Between Amma’s care, concern for Purushottama, our Appa has had a purpose; especially these last year. In their passing this purpose has been taken away, it’s a void. All of them taught me a lot. I have 2 jousting emotions - on the one hand sad on Appa's new loneliness; and the other side of me is waiting for new lessons from Appa. Lifelong Appa's found ways through a variety of issues; this is not limited to my adult life with him - others include Chittappa, Amma, my Paati (Grandmother) have recounted various situations that Appa's navigated the family to safety. Appa, counting on your positivity and the village around us to get through this phase.


Wednesday, June 30, 2021

100 Oxygen Concentrators - shipped out to rural Maharashtra

 As of June 30,2021 - the latest batch of 100 OCs were delivered to

  1. Sindhudurg District Hospital-20
  2. Govt dental college and hospital, Mumbai-6
  3. Solapur district hospital-74 (break-up as follows)
    1. PHC Yashwant Nagar -2
    2. PHC Pillav- 2
    3. PHC Velapur - 2
    4. RH Malshiras- 4
    5. RH Natepute- 4
    6. SDH Akluj- 6
    7. CS Solapur - 54

After the timely action and delivery of the oxygen nationwide, the focus has to shift to help with other essential supplies. The next …

31 millions vaccines delivery (25Million 1-dose, +6MM 2-doses administered) across 3012 vaccination sites. It’s a good first line of defense against the virus, and arresting poor outcomes.

This impact is from outreach to 479 villages in 36 districts and 13 cities, 2906 urban low-income societies.


Detailed reports: t.ly/Jcpg


Saturday, June 5, 2021

Oxygen for India - amazing speed of mobilization

Ramanan's work from CDDEP is the first ray of hope i saw as i learned of the desperate gasps for breath from the motherland.
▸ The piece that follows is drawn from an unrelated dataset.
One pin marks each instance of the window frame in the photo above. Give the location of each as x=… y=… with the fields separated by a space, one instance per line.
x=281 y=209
This was late April and things looked grim. Today reading the story of their journey where they lit the passage to life for so many continues to be the flashing message,
Together we can get through this.
 

Not to leave with the rose-tinted glasses, at t the same time there are struggles to track a shipment of OC sitting in a dock at Mumbai customs for 10+days.

Friday, June 4, 2021

O2 Bank

 Hats off to Rajiv at Ratna Nidhi Charitable Trust for executing on the vision - Oxygen for the masses. Creative solutions that are inclusive re-invigorate hope. Thank you, RNCT for this pioneering work.


Monday, May 17, 2021

Logistics and supply chain - bottlenecks to help India in this hour

There is a tightening of the available supply of relief supplies needed and the challenges of getting them to those in need, this update from #MahaPECOnet partner Ratna Nidhi is one of the several bright lights that makes me hopeful.